Die Geschichte unseres Lebens, die Geschichte, die wir uns selbst darüber erzählen, sie ordnet die Dinge und lässt uns entsprechend auf Neues reagieren: mit Freude und Zuversicht oder Angst und Misstrauen. Daher ist es wichtig, diese Geschichten zu erforschen. Sind sie noch aktuell? Erzählen wir uns vielleicht selbst etwas, was schon lange nicht mehr angemessen ist?

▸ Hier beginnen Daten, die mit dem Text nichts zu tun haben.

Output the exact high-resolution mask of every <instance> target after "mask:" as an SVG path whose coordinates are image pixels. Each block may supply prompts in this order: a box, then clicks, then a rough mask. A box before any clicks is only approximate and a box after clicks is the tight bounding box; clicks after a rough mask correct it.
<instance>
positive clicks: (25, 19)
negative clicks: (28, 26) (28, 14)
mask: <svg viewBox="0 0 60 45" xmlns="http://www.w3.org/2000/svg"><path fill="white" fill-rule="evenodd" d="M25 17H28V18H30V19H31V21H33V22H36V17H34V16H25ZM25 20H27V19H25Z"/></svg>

Auch im Umgang mit anderen sind Geschichten entscheidend. Nur durch sie entsteht eine Brücke. Wer diese bauen möchte, muss als ersten Schritt: zuhören. Es geht eben nicht nur darum, herauszufinden, was jemand glaubt und für richtig hält, sondern warum das so ist. Welche Lebensgeschichte hat den Menschen dorthin gebracht? Erst, wenn wir einander auf diese Weise zuhören, entsteht Verständnis. „Es ist schwer, jemanden nicht zu mögen, sobald wir seine Geschichte kennen“, wusste Fred McFeely Rogers.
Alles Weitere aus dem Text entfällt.